La crescita e la pena da sopportare
e da infliggere erano interdipendenti.
Si compenetravano come gemelle
siamesi.
Naturali per Giovanni (la vittima).
Necessarie per Pietro (l’aguzzino).
Uniti a doppio filo dalla Legge
dei conti che tornano.
Giacomo l’aveva definita la legge
generale di conservazione, sottolineandone il peso con l’incupirsi dello
sguardo. Pietro prima e Giovanni poi avevano capito da quale parte stava la
ragione. Era difficile il contrario. Si sentivano infatti ripetere costantemente
che Giacomo, oltre che il padre, era il padrone e aveva il santissimo diritto
di esercitare il controllo su cose e persone. In particolare sull’esuberanza di
loro due, scavezzacolli, perditempo, mangiapane a tradimento.
Con lui però, malgrado si rivolgesse
a entrambi, tornavano solo i conti di Pietro perché dei sospesi di Giovanni non
si parlava. Non importava se in eguale misura si comportassero talì o talà.
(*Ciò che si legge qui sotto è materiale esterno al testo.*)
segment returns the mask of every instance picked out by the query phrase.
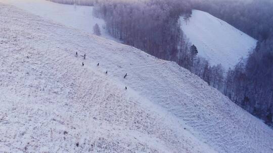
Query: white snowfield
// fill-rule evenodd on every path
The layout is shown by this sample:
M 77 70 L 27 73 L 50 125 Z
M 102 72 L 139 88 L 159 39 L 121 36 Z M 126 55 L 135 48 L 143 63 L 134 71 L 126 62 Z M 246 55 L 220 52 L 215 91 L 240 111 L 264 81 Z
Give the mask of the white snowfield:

Importava LA DISCENDENZA LEGITTIMA ovvero: GIOVANNI.
Pietro era un bastardo.
Il prodotto di uno sbaglio,
germogliato come un qualsiasi grano dell’orto dietro casa. Non poteva vantare
privilegi di nessun tipo.
E non avesse pertanto neppure
sentimenti!
Gli sarebbero forse serviti?
Doveva sì essere
grato del vitto e dell’alloggio, dei panni concessi e dello sgabuzzino
soffocante che era la sua stanza da letto.
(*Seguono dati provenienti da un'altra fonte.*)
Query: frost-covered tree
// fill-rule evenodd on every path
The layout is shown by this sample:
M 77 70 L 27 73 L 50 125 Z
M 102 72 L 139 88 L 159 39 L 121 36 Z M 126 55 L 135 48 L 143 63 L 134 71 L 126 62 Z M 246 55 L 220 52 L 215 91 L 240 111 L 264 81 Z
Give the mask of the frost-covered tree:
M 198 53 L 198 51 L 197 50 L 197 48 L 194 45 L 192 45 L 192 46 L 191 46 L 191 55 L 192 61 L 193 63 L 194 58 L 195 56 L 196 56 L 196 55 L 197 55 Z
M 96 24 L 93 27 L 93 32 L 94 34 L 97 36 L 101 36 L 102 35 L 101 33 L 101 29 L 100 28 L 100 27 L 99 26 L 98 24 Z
Dell’aria che respirava, insomma.
E non poteva aspettarsi di meglio!
Il padre pensava a lui, la madre invece…
La madre l’aveva partorito e deposto
sulle scale della casa di Giacomo, con il seguente messaggio appuntato sulla
camiciola:
Questo è tuo figlio. Gli ho dato il
nome di Pietro perché di pietra sarà la sua vita. Pietro è tuo figlio. E tu lo
sai. Anche il mio nome sai, ma dimenticalo, e non cercarmi. La tua radice la
estirpo ora. Curalo, questo figlio, curalo con amore. Potrebbe salvarti. In un
modo o nell’altro.
Si occupasse lui del bambino, seme
del suo seme. Lei non lo voleva, allo stesso modo in cui non aveva voluto il
padre. Mai aveva provato attrazione per Giacomo. Era un uomo tarchiato e
volgare, durante la stagione buona sempre a torso nudo: nel frutteto, tra i
covoni del fieno, o nella stalla a rinnovare le lettiere delle mucche. Provava
repulsione per lui, odiava l’odore rancido della sua pelle, l’alito fetido di vino, e lo schivava.
Sistematica.
Tranne quella volta a fine
primavera.
Quando non poté scansarlo.
E il destino prese una svolta che
Flora non avrebbe mai supposto.
Giornalmente, dal borgo vicino,
arrivava alla fattoria per guadagnarsi la vita. La sua famiglia, proprietaria
di un avaro appezzamento di terra, aveva scarse risorse. Non che il pane
mancasse! Ma i soldi erano pochi e lei alcune fantasie se le covava proprio.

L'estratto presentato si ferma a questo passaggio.